Randomized trials designed to evaluate limitation of exposure to invasive mechanical ventilation and oxygen supplementation in extremely preterm infants have shown modest effects on the occurrence of BPD (primary noninvasive respiratory support vs. mechanical ventilation and surfactant). Moreover, these approaches may have unintended consequences (lower vs. higher oxygen saturation targets) and may not decrease later respiratory morbidity in at-risk populations. Two meta-analyses published in 2016 describe the effects of the primary strategy of providing noninvasive positive pressure (CPAP) versus intubation and mechanical ventilation. These analyses had different approaches and their results differed somewhat. The meta-analysis from the Cochrane Library, using data from three trials, demonstrated decreased risk ratios for BPD (0.89; 95% CI 0.79, 0.99) and BPD or death (0.89; 95% CI 0.81, 0.97) with the strategy of applying and continuing CPAP soon after birth. This strategy was accompanied by significant reductions in the use of mechanical ventilation and surfactant administration. The other study applied network meta-analyses to 2 of the 3 studies included in the Cochrane analysis, producing network odds ratios that had similar effect sizes as the reported risk ratios, but confidence intervals for BPD and BPD or death that crossed the null boundary. The implementation of noninvasive strategies has been widespread and short-term benefits may increase with use of noninvasive surfactant administration, for newborns meeting specific criteria . However, broad clinical implementation of a strategy to limit invasive mechanical ventilation has been also been associated with an increase in overall duration of respiratory support and worse lung function parameters at school age.

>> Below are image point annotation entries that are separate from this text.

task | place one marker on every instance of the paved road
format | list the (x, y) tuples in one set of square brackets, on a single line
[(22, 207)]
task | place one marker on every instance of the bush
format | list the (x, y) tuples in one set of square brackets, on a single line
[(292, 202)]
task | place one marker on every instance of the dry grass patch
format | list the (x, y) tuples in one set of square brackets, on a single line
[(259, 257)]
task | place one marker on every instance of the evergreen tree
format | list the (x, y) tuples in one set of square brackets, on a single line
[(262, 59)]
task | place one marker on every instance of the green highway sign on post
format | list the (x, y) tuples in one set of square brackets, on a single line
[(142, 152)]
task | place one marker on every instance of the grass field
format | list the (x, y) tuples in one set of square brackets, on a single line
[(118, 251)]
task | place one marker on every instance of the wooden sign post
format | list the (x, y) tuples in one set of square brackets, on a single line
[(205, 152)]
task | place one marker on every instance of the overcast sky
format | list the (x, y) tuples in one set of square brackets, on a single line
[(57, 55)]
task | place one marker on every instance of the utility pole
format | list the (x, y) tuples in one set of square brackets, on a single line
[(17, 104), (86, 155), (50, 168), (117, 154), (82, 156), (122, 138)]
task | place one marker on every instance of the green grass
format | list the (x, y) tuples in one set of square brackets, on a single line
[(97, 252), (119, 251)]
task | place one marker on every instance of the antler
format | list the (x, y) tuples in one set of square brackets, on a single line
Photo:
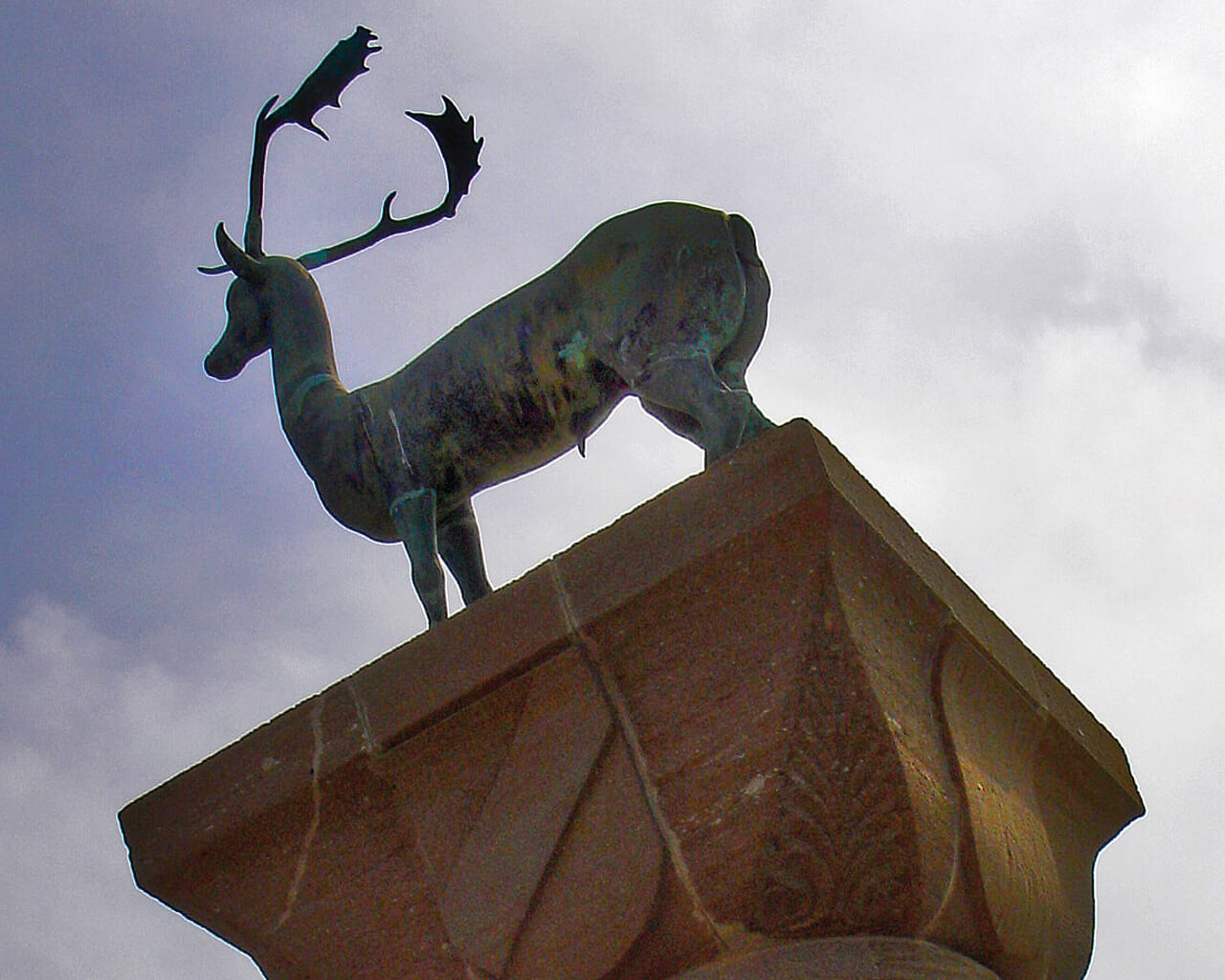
[(456, 139), (323, 87)]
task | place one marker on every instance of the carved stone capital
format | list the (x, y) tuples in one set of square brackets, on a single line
[(756, 727)]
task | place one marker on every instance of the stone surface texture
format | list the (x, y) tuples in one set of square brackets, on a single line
[(750, 720)]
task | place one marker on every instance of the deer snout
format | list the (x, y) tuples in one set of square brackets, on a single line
[(222, 364)]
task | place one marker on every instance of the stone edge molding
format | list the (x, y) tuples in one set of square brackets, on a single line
[(755, 713)]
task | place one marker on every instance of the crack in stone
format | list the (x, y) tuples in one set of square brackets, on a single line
[(612, 697), (316, 726)]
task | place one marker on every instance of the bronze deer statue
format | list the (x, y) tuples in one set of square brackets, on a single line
[(666, 302)]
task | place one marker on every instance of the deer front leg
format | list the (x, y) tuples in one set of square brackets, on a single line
[(459, 547), (414, 515)]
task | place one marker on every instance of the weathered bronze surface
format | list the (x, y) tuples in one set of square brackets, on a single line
[(666, 302)]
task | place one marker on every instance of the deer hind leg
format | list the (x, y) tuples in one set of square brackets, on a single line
[(683, 386), (415, 517), (459, 547)]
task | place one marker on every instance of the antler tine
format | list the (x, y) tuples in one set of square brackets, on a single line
[(456, 139)]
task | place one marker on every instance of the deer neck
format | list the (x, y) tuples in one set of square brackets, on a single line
[(302, 359)]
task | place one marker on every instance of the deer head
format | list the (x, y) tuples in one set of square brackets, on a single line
[(267, 285)]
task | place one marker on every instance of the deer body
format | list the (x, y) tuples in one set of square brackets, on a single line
[(666, 302)]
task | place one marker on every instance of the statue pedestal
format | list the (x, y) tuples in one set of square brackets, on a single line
[(750, 720)]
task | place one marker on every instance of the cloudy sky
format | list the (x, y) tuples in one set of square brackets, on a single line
[(993, 233)]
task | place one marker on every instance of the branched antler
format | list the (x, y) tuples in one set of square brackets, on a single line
[(456, 139), (323, 87)]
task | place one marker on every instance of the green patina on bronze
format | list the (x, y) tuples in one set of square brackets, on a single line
[(666, 302)]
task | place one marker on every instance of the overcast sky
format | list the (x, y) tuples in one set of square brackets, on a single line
[(993, 233)]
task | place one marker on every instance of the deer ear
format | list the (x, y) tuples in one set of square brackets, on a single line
[(239, 262)]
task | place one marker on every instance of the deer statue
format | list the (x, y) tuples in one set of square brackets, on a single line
[(666, 302)]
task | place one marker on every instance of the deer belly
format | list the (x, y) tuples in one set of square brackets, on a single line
[(536, 415)]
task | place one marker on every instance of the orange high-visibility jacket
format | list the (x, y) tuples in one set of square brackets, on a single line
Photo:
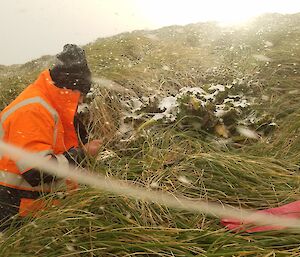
[(39, 120)]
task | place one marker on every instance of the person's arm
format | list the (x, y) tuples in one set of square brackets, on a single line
[(33, 130)]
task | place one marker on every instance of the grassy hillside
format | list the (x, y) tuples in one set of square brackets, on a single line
[(252, 72)]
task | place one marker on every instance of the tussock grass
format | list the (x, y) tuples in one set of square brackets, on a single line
[(253, 175)]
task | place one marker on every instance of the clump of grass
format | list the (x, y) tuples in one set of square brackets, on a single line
[(178, 160)]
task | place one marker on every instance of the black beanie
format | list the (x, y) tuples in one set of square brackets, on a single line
[(72, 70)]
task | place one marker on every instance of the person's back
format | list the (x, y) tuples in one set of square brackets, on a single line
[(41, 120)]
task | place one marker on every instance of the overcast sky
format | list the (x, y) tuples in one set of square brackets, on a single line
[(32, 28)]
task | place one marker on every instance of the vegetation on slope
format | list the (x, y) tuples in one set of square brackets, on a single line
[(262, 59)]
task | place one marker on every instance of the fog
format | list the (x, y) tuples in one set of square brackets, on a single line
[(32, 28)]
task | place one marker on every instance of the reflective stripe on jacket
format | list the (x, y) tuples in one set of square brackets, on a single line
[(39, 120)]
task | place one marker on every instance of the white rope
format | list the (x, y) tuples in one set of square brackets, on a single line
[(144, 194)]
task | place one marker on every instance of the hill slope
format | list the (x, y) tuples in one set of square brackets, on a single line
[(259, 62)]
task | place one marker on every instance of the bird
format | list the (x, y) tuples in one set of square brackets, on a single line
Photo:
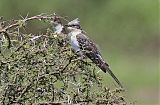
[(81, 43)]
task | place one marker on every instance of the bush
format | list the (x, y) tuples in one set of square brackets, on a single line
[(41, 69)]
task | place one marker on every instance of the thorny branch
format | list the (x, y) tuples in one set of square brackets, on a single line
[(37, 70)]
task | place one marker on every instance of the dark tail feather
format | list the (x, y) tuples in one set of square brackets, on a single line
[(105, 68)]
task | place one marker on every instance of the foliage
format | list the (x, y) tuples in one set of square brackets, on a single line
[(41, 69)]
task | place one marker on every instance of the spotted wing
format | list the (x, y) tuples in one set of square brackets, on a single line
[(91, 51)]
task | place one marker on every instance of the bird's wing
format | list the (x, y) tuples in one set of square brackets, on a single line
[(92, 52)]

The international Neonatal Oxygenation Prospective Meta-analysis (NeOProM) collaborative aligned study protocols and shared data to allow for an individual patient data meta-analysis of 5 double-blind randomized, controlled clinical trials. These studies compared oxygen saturation targets of 85% to 89% versus 91% to 95% for extremely preterm newborns receiving supplemental oxygen. Although the primary outcome of the collaborative was the effect of oxygen saturation targets on neurodevelopmental disability, the group analyzed secondary outcomes and sub-group effects. Importantly, mortality was increased in the lower oxygen saturation group up to 18 to 24 months corrected age, including at 36 weeks’ PMA (risk difference 2.5%; 95% CI 0.5, 4.5%). Severe necrotizing enterocolitis (NEC) was also increased with lower oxygen saturation targets (risk difference 2.3%; 95% CI 0.8, 3.8). Among survivors, BPD, defined as oxygen supplementation at 36 weeks’ PMA, was decreased by 5.6% (95% CI −8.5, −2.7%), relative risk (RR) 0.81 (95% CI 0.74, 0.90), an effect that was even greater in SGA infants (adjusted RR 0.54 (CI 0.37, 0.77). These results provide more direct insight into the effects of oxygen supplementation on the development of chronic respiratory disease in these vulnerable populations. However, the increase in mortality and NEC when targeting oxygen saturations < 90% suggests that more targeted strategies will be needed to improve respiratory outcomes.